Both of these bulk lookups need to happen really fast. Right now I'm doing something like:

atom_ids_by_molecule_id = {}

for molecule_id in molecule_ids:
    moleculeatoms = MoleculeAtom.all().filter('molecule =', db.Key.from_path('molecule', molecule_id)).fetch(1000)
    atom_ids_by_molecule_id[molecule_id] = [
        MoleculeAtom.atom.get_value_for_datastore(ma).id() for ma in moleculeatoms
    ]

Like I said, len(molecule_ids) is in the hundreds. I need to do this kind of bulk index lookup on almost every single request, and I need it to be FAST, and right now it's too slow.

Ideas:

  • Will using a Molecule.atoms ListProperty do what I need? Consider that I am storing additional data on the MoleculeAtom node, and remember it's equally important for me to do the lookup in the molecule->atom and atom->molecule directions.

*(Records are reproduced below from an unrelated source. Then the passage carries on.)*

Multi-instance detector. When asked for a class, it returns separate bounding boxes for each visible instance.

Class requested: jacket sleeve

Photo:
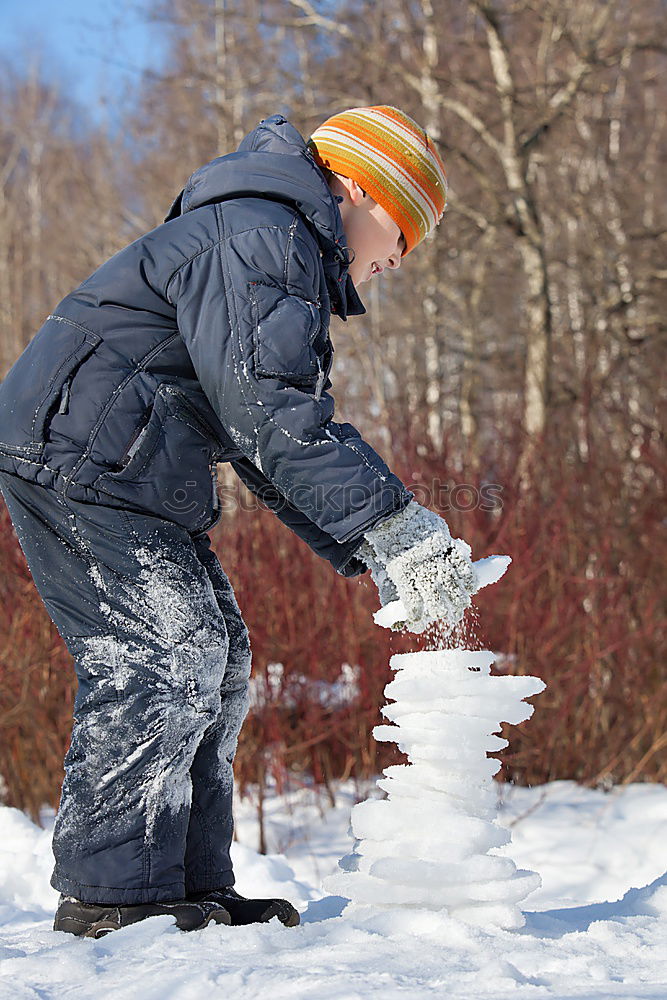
[168,213,412,543]
[230,458,368,576]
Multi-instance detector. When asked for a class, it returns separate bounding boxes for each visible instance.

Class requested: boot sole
[58,910,232,940]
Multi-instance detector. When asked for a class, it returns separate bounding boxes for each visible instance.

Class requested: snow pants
[0,473,250,904]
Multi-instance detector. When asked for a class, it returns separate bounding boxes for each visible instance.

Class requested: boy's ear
[337,174,366,206]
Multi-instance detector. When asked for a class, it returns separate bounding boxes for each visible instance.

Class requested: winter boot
[188,885,301,927]
[53,895,232,938]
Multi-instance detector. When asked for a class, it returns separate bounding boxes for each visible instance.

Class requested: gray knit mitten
[357,500,477,632]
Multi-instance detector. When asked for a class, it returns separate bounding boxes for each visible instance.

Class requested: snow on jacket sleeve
[168,206,412,542]
[230,458,368,576]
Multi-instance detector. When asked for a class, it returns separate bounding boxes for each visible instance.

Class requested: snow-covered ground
[0,782,667,1000]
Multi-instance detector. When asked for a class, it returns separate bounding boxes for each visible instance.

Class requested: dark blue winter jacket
[0,115,412,575]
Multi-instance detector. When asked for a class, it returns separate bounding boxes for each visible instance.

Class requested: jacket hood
[165,115,366,319]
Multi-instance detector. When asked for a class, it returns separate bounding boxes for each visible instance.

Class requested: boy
[0,106,475,936]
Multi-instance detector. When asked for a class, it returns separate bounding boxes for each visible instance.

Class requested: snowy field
[0,782,667,1000]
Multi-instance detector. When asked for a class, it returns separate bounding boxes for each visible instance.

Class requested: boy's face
[332,177,405,285]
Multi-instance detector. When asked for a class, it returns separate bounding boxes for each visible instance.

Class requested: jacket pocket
[94,384,220,531]
[249,282,324,385]
[0,316,102,457]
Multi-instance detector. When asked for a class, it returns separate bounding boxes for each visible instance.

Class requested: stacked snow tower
[325,568,545,929]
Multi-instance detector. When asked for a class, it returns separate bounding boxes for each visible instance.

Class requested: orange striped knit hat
[308,104,447,256]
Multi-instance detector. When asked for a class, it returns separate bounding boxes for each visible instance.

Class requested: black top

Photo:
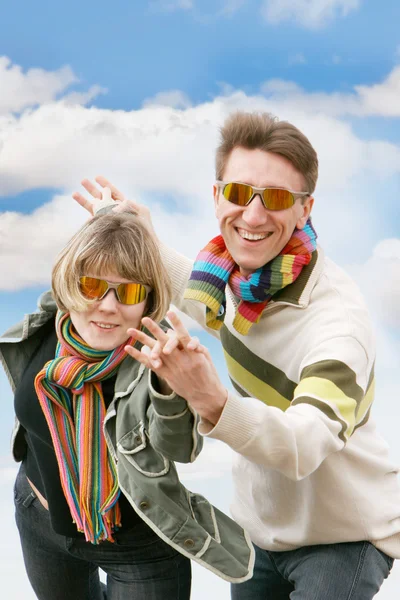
[14,320,140,537]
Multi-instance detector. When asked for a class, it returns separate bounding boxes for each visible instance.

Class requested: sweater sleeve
[199,337,374,481]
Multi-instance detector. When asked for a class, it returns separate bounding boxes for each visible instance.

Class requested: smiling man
[74,113,400,600]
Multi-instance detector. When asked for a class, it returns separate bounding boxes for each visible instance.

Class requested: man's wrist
[199,388,228,426]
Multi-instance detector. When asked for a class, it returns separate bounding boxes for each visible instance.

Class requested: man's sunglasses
[79,277,150,305]
[216,181,310,210]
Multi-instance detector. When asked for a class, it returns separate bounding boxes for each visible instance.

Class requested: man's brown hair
[215,111,318,194]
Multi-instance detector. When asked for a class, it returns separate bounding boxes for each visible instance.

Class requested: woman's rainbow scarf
[35,311,131,544]
[184,219,317,335]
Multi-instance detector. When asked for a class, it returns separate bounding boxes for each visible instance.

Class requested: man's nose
[242,194,268,227]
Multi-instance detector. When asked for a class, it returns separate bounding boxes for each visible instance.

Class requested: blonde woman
[0,213,253,600]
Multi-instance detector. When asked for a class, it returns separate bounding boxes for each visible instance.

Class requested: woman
[0,213,253,600]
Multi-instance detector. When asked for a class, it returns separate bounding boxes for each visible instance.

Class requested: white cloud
[0,56,106,117]
[143,90,192,109]
[0,56,77,115]
[0,63,400,298]
[261,66,400,118]
[347,238,400,328]
[262,0,360,28]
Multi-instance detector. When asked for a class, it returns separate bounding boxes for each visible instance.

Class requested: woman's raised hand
[72,175,156,235]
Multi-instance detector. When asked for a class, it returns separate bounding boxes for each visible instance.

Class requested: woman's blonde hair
[52,212,171,321]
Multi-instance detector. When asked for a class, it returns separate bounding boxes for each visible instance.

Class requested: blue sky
[0,0,400,600]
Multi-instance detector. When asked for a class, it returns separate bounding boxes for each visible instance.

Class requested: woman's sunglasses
[79,277,150,305]
[216,181,310,210]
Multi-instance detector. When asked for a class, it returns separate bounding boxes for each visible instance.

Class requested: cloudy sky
[0,0,400,600]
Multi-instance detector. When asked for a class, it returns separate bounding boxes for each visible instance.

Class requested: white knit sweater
[162,247,400,558]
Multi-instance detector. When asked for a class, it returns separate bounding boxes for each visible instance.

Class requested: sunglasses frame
[215,180,311,211]
[79,275,151,306]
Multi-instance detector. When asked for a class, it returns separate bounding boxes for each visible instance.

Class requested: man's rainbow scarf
[35,311,131,544]
[184,219,317,335]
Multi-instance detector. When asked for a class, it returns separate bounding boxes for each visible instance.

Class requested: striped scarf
[35,311,129,544]
[184,219,317,335]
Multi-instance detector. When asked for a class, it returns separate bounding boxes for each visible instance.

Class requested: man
[74,113,400,600]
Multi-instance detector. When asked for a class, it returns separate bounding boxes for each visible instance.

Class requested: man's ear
[296,196,314,229]
[213,183,219,210]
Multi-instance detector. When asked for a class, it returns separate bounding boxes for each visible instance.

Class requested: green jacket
[0,292,254,583]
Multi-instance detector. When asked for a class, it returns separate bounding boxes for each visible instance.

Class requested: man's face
[214,147,314,276]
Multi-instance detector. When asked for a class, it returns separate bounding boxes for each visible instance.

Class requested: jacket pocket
[117,421,169,477]
[188,490,221,543]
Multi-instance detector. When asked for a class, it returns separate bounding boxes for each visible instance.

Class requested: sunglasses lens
[79,277,108,300]
[263,189,294,210]
[118,283,147,304]
[223,183,253,206]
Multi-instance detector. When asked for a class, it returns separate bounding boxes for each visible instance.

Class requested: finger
[127,329,156,349]
[167,310,192,348]
[95,175,125,202]
[111,198,138,215]
[163,329,181,354]
[186,337,200,350]
[72,192,93,215]
[150,342,162,361]
[142,317,169,346]
[81,179,103,200]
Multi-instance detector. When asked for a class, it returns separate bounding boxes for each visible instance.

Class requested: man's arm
[130,316,373,481]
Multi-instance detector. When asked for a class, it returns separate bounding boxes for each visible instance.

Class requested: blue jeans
[14,468,191,600]
[231,542,393,600]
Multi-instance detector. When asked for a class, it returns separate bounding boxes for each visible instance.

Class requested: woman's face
[70,273,147,350]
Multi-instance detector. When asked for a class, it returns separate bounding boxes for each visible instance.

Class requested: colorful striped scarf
[184,219,317,335]
[35,311,129,544]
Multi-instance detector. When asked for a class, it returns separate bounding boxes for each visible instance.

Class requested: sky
[0,0,400,600]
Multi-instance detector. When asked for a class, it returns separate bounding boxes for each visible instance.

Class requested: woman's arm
[148,371,203,463]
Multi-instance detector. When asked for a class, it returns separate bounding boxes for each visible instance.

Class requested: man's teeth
[238,229,271,240]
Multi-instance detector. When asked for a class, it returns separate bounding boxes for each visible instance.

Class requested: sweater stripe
[220,327,296,400]
[292,396,348,444]
[300,360,364,407]
[293,377,357,437]
[225,352,290,411]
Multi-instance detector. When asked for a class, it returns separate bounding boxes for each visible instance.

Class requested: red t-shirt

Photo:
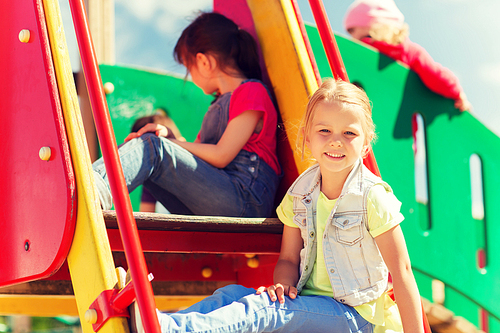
[228,81,281,174]
[362,38,462,100]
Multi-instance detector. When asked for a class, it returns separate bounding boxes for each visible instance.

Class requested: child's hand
[125,123,171,142]
[257,283,297,304]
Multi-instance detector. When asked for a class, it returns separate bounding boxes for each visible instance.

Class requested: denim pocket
[333,215,364,246]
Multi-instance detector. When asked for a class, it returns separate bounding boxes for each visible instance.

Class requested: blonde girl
[130,80,423,333]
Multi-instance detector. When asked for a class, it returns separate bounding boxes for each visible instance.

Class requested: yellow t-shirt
[277,185,404,333]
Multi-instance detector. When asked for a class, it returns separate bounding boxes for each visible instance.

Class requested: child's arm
[375,225,424,333]
[257,225,304,303]
[131,110,262,168]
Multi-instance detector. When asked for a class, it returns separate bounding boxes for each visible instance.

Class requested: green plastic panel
[99,65,213,211]
[306,26,500,324]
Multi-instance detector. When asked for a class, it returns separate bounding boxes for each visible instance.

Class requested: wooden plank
[103,210,283,234]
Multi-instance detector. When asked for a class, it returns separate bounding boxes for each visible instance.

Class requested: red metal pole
[69,0,160,333]
[309,0,380,176]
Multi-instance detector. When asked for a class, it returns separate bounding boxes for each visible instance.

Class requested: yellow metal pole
[43,0,128,333]
[247,0,318,173]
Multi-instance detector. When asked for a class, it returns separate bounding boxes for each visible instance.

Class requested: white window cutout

  • Caching? I tried memcaching lists of atom IDs keyed by molecule ID, but I have tons of atoms and molecules, and the cache can't fit it.

  • How about denormalizing the data by creating a new entity kind whose key name is a molecule ID and whose value is a list of atom IDs? The idea is, calling db.get on 500 keys is probably faster than looping through 500 fetches with filters, right?

Your third approach (denormalizing the data) is, generally speaking, the right one. In particular, db.get by keys is indeed about as fast as the datastore gets.

Of course, you'll need to denormalize the other way around too (entity with key name atom ID, value a list of molecule IDs) and will need to update everything carefully when atoms or molecules are altered, added, or deleted -- if you need that to be transactional (multiple such modifications being potentially in play at the same time) you need to arrange ancestor relationships.. but I don't see how to do it for both molecules and atoms at the same time, so maybe that could be a problem. Maybe, if modifications are rare enough (and depending on other aspects of your application), you could serialize the modifications in queued tasks.